4 Mar 2009
Adobe Acrobat and VBA – An Introduction
Update:
Please visit the same post on my business site. The comments are closed here, so if you want to comment, you have to head over to http://khkonsulting.com/2009/03/adobe-acrobat-and-vba-an-introduction/
Here is another topic that comes up every now and then: How can I “talk” to Adobe Acrobat from e.g. MS Excel via VBA? I’ll try to give an introduction into that subject in this document. I will only discuss the basics, but I’m open for suggestions about what part to discuss next. So keep the comments coming.
More after the jump…
The Warning Upfront
Before we get too deep into this, let me say this: I am not a VBA expert. I do not program in VBA or VB. All I know about VB is from googling a few things and looking at sample code. It does help that I’ve programmed in many (make that a capital ‘M’ Many) programming languages, and at the end most of them share enough characteristics that once you know one, you know all of them… But still, don’t consider my VB programs to be at an expert level. I only use the samples to demonstrate general methods. It’s up to you to fill in all the missing details (e.g. exception handling).
Resources
All this information is available in one form or another in Adobe’s SDK documentation. Before you read any further, click on this link and take a look at what they have available.
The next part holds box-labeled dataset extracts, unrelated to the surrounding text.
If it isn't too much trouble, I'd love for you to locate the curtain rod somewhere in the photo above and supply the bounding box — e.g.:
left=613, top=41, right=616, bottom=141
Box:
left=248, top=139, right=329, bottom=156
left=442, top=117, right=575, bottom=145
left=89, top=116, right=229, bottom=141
There are (at least) two documents that are required reading if you want to use Acrobat from within your VBA code:
- Developing Applications Using Interapplication Communication (510KB PDF Document)
- Interapplication Communication API Reference (2.3MB PDF Document)
If you want to utilize the VB/JavaScript bridge, you also should read the JavaScript related documents:
- JavaScript for Acrobat API Reference – Version 8 (7.5MB PDF document)
- Developing Acrobat Applications Using JavaScript (2.7MB PDF document)
All of these documents can also be accessed via Adobe’s online documentation system. In order to find the documents I’ve listed above, you need to expand the tree on the left side of the window for the “JavaScript” and “Acrobat Interapplication Communication” nodes.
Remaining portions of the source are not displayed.